/STS-CNN-STSbenchmark-Semantic-Similarity-Semantic-Textual-Similarity-CNN-HCTI-Tensorflow-Keras

A simple implementation of paper "HCTI at SemEval-2017 Task 1: Use convolutional neural network to evaluate semantic textual similarity."

Primary LanguagePython

STSbenchmark

Introduction

This repository contains an implementation of paper "HCTI at SemEval-2017 Task 1: Use convolutional neural network to evaluate semantic textual similarity." https://www.aclweb.org/anthology/S17-2016

A simple CNN approach to get semantic textual similarity scores is proposed in the paper, which got the 3rd place in SemEval-2017 task 1. This implementation is based on python 3.5/Tensorflow 1.7.0/Keras 1.2.2 and can achieve over 0.77 on STSbenchmark datasets.

Citation

If you use these codes for your research, please cite:

@inproceedings{Shao:2017,
	author = {Yang Shao},
	title  = {{HCTI} at SemEval-2017 Task 1: Use convolutional neural network to evaluate Semantic Textual Similarity},
	booktitle = {Proceedings of the 11th International Workshop on Semantic Evaluation (SemEval 2017)},
	year   = {2017},
	address = {Vancouver, Canada},
	publisher = {Association for Computational Linguistics},
	note = {\href{https://github.com/celarex}{URL}},
}

Yang Shao. 2017. HCTI at SemEval-2017 Task 1: Use convolutional neural network to evaluate semantic textual similarity.

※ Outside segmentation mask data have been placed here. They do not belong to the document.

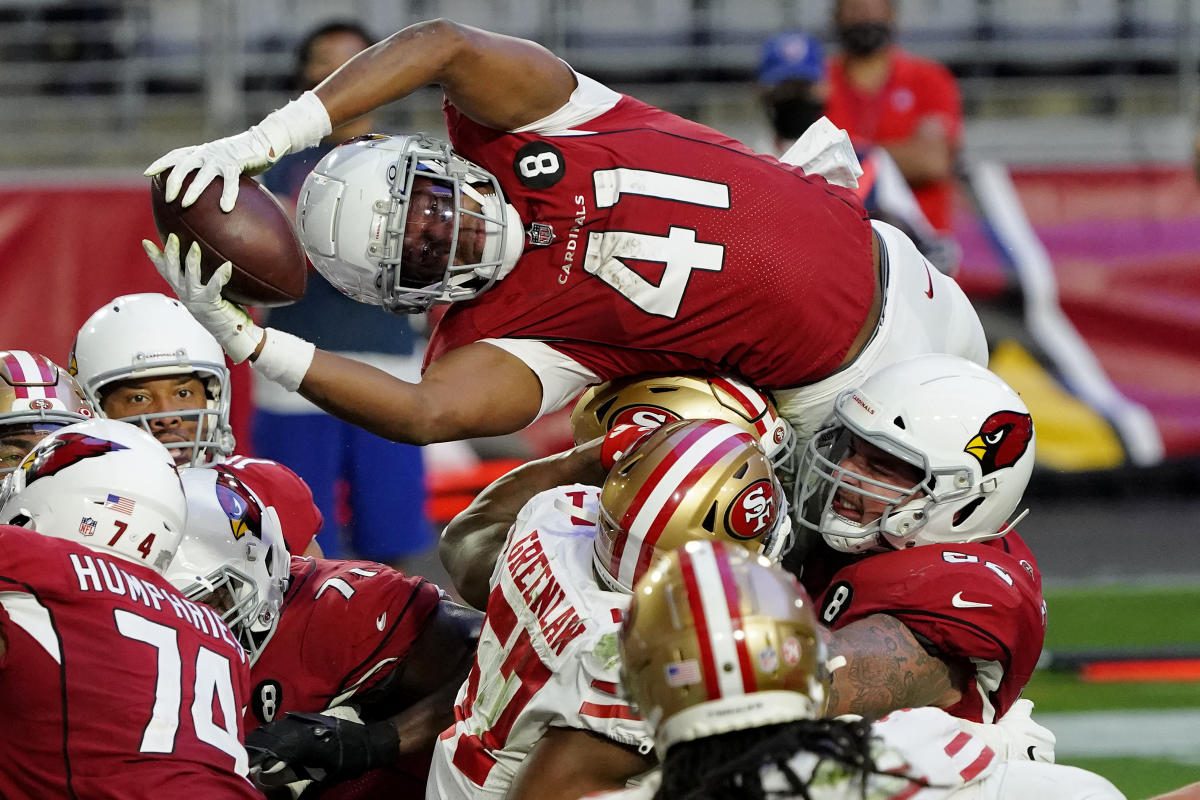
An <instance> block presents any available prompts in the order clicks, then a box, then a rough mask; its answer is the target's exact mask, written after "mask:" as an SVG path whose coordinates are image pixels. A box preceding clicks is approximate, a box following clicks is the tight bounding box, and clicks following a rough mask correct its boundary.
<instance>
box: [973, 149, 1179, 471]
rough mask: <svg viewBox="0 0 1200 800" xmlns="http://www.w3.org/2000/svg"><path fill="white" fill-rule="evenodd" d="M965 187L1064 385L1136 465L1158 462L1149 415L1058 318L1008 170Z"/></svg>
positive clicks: (1029, 224)
mask: <svg viewBox="0 0 1200 800" xmlns="http://www.w3.org/2000/svg"><path fill="white" fill-rule="evenodd" d="M970 173H971V182H972V185H973V186H974V188H976V193H977V196H978V198H979V203H980V205H982V206H983V207H984V210H985V213H986V221H988V222H989V223H990V224H991V227H992V230H995V233H996V235H997V236H998V237H1000V239H1001V241H1002V242H1004V243H1006V245H1007V246H1008V249H1009V252H1010V253H1012V257H1013V264H1014V266H1015V267H1016V275H1018V278H1019V279H1020V282H1021V287H1022V289H1024V290H1025V293H1024V294H1025V318H1026V321H1027V323H1028V326H1030V332H1031V333H1032V335H1033V338H1034V339H1036V341H1037V343H1038V344H1039V345H1040V347H1042V348H1043V349H1044V350H1045V353H1046V355H1049V356H1050V359H1052V360H1054V363H1055V367H1057V369H1058V371H1060V373H1061V374H1062V377H1063V378H1064V379H1066V381H1067V383H1068V384H1069V385H1070V386H1072V387H1073V389H1074V390H1075V391H1078V392H1079V395H1080V397H1081V398H1082V399H1085V401H1086V402H1088V403H1091V404H1092V405H1094V407H1096V408H1098V409H1100V411H1102V413H1103V414H1104V415H1105V416H1108V417H1109V420H1111V421H1112V425H1114V426H1115V427H1116V428H1117V431H1118V432H1120V434H1121V439H1122V440H1123V443H1124V445H1126V446H1127V447H1128V449H1129V458H1130V459H1132V461H1133V462H1134V463H1135V464H1139V465H1146V464H1157V463H1159V462H1160V461H1163V438H1162V434H1160V433H1159V431H1158V426H1156V425H1154V420H1153V417H1152V416H1151V414H1150V411H1147V410H1146V408H1145V407H1144V405H1141V404H1140V403H1134V402H1133V401H1130V399H1129V398H1127V397H1126V396H1124V395H1122V393H1121V392H1120V391H1118V390H1117V387H1116V386H1114V385H1112V381H1111V380H1110V379H1109V377H1108V375H1106V374H1105V373H1104V369H1103V367H1100V365H1099V362H1098V361H1097V359H1096V354H1093V353H1092V350H1091V348H1088V347H1087V343H1086V342H1084V338H1082V337H1081V336H1080V335H1079V331H1076V330H1075V326H1074V325H1072V324H1070V320H1069V319H1067V315H1066V314H1063V313H1062V307H1061V306H1060V305H1058V287H1057V283H1056V282H1055V277H1054V265H1052V263H1051V260H1050V254H1049V253H1046V249H1045V246H1044V245H1043V243H1042V241H1040V240H1039V239H1038V237H1037V234H1036V233H1034V231H1033V227H1032V225H1031V224H1030V219H1028V217H1027V216H1026V215H1025V210H1024V207H1022V206H1021V201H1020V199H1019V198H1018V196H1016V190H1015V187H1014V186H1013V181H1012V178H1010V176H1009V174H1008V169H1007V168H1006V167H1004V166H1003V164H1001V163H998V162H995V161H983V162H979V163H977V164H973V166H972V167H971V168H970Z"/></svg>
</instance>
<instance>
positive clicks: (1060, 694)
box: [1024, 587, 1200, 711]
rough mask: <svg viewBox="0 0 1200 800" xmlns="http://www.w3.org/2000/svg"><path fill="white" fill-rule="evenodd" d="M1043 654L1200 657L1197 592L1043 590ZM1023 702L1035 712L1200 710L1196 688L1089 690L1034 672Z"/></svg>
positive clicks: (1129, 587) (1149, 688) (1101, 688)
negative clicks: (1169, 654)
mask: <svg viewBox="0 0 1200 800" xmlns="http://www.w3.org/2000/svg"><path fill="white" fill-rule="evenodd" d="M1046 607H1048V624H1046V644H1045V648H1046V650H1049V651H1051V652H1058V654H1061V652H1079V651H1085V650H1094V649H1103V650H1112V649H1128V650H1129V651H1130V652H1136V651H1138V649H1140V648H1154V646H1177V645H1195V646H1196V648H1198V651H1200V587H1188V588H1172V587H1162V588H1157V587H1151V588H1147V587H1105V588H1099V589H1060V590H1048V591H1046ZM1024 694H1025V697H1028V698H1030V699H1031V700H1033V703H1034V705H1036V706H1037V708H1038V710H1040V711H1080V710H1090V709H1175V708H1195V706H1200V684H1194V682H1178V684H1156V682H1140V684H1088V682H1084V681H1081V680H1080V679H1079V678H1076V676H1075V675H1074V674H1070V673H1062V672H1050V670H1044V669H1043V670H1038V672H1037V673H1034V675H1033V679H1032V680H1031V681H1030V684H1028V685H1027V686H1026V687H1025V692H1024Z"/></svg>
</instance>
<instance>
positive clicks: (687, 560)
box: [679, 548, 721, 700]
mask: <svg viewBox="0 0 1200 800" xmlns="http://www.w3.org/2000/svg"><path fill="white" fill-rule="evenodd" d="M679 570H680V572H682V573H683V587H684V593H685V594H686V595H688V607H689V608H690V609H691V620H692V625H694V626H695V627H696V644H698V645H700V667H701V673H702V674H703V675H704V688H706V691H707V692H708V699H710V700H715V699H716V698H719V697H720V696H721V690H720V684H719V682H718V675H716V658H714V657H713V642H712V639H710V638H709V636H710V634H709V631H708V618H707V616H706V615H704V603H703V600H702V599H701V596H700V582H698V581H696V567H695V566H694V565H692V563H691V553H690V552H689V551H688V549H686V548H684V549H682V551H679Z"/></svg>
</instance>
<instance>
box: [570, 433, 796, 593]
mask: <svg viewBox="0 0 1200 800" xmlns="http://www.w3.org/2000/svg"><path fill="white" fill-rule="evenodd" d="M791 529H792V524H791V519H790V518H788V516H787V500H786V499H785V497H784V488H782V486H781V485H780V482H779V479H776V477H775V473H774V470H773V469H772V467H770V464H769V463H767V457H766V456H764V455H763V452H762V449H761V447H760V446H758V443H757V441H756V440H755V438H754V437H752V435H751V434H749V433H746V432H745V431H744V429H743V428H740V427H739V426H737V425H733V423H731V422H722V421H721V420H682V421H679V422H670V423H667V425H665V426H662V427H660V428H659V429H658V431H655V432H654V433H652V434H650V435H649V437H647V438H646V440H644V441H642V443H641V444H640V445H638V446H637V447H636V449H635V450H632V451H631V452H630V453H629V455H626V456H625V457H623V458H622V459H620V461H618V462H617V464H616V465H614V467H613V468H612V470H611V471H610V473H608V477H607V479H606V480H605V483H604V488H602V489H601V492H600V521H599V525H598V530H596V537H595V546H594V555H593V559H594V563H595V566H596V571H598V573H599V575H600V577H601V579H604V581H605V583H607V585H608V588H610V589H612V590H614V591H626V593H628V591H632V588H634V584H635V583H637V579H638V578H641V577H642V575H643V573H644V572H646V569H647V567H648V566H649V564H650V561H652V560H653V559H654V558H655V557H656V555H660V554H662V553H666V552H670V551H672V549H674V548H676V547H679V546H680V545H683V543H684V542H689V541H691V540H694V539H713V540H720V541H726V542H730V543H734V545H739V546H742V547H744V548H746V549H749V551H751V552H755V553H758V552H761V553H763V554H764V555H767V557H768V558H769V559H772V560H778V559H779V558H780V557H781V555H782V554H784V552H785V551H786V548H787V547H788V545H790V543H791Z"/></svg>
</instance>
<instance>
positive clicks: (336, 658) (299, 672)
mask: <svg viewBox="0 0 1200 800" xmlns="http://www.w3.org/2000/svg"><path fill="white" fill-rule="evenodd" d="M440 601H442V591H440V590H439V589H438V588H437V587H436V585H434V584H432V583H430V582H428V581H426V579H425V578H421V577H409V576H406V575H404V573H403V572H398V571H396V570H392V569H391V567H388V566H384V565H383V564H376V563H373V561H337V560H326V559H301V558H293V559H292V585H289V587H288V594H287V597H286V600H284V604H283V610H282V613H281V615H280V625H278V627H277V628H276V631H275V634H274V636H272V637H271V640H270V643H269V644H268V646H266V648H265V649H264V650H263V652H262V654H260V655H259V657H258V661H257V662H256V663H254V667H253V669H252V672H251V685H252V686H253V687H254V688H253V692H252V698H251V700H252V702H251V709H250V711H248V714H247V726H248V727H251V728H252V727H253V726H257V724H259V723H262V722H269V721H271V720H272V718H276V717H277V716H280V715H282V714H283V712H286V711H322V710H324V709H326V708H329V706H330V705H335V704H340V703H344V702H347V700H348V699H349V698H352V697H356V698H359V699H361V698H362V696H364V694H365V693H366V692H368V691H370V690H372V688H374V687H377V686H378V685H379V684H380V682H382V681H384V680H385V679H386V678H388V676H389V675H391V674H392V672H394V670H395V669H396V667H397V666H400V664H401V663H403V661H404V657H406V656H407V655H408V651H409V649H410V648H412V645H413V642H414V640H415V639H416V637H419V636H420V634H421V632H422V631H424V630H425V626H426V624H427V622H428V621H430V619H431V618H432V615H433V613H434V612H436V610H437V607H438V603H439V602H440ZM264 687H268V688H266V690H265V691H268V693H266V694H264ZM268 709H269V711H268Z"/></svg>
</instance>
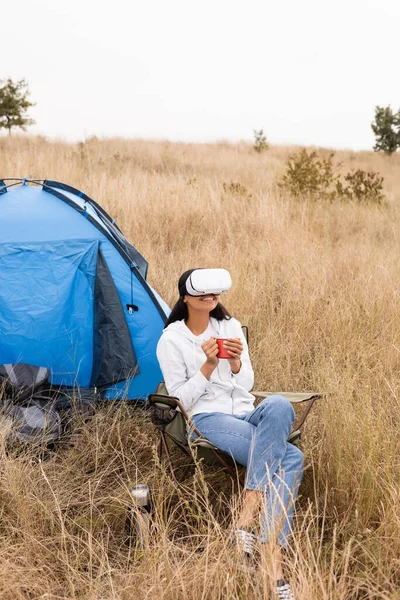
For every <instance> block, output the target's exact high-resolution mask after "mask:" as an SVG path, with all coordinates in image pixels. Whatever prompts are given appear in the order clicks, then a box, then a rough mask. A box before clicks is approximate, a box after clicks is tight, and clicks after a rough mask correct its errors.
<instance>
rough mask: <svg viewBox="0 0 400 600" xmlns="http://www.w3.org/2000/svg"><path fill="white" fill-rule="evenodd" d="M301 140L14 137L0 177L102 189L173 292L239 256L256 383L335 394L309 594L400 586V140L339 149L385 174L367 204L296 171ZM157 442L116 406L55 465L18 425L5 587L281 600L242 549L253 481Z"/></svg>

In Proceedings of SemEval-2017. https://github.com/celarex/Semantic-Textual-Similarity-STSbenchmark-HCTI-CNN

Training

To train your own model, you need to download GloVe pre-trained word vectors from http://nlp.stanford.edu/data/glove.840B.300d.zip first and unzip it in your folder.
To train your CNN model on STSbenchmark datasets:

python sts.py

Enjoy!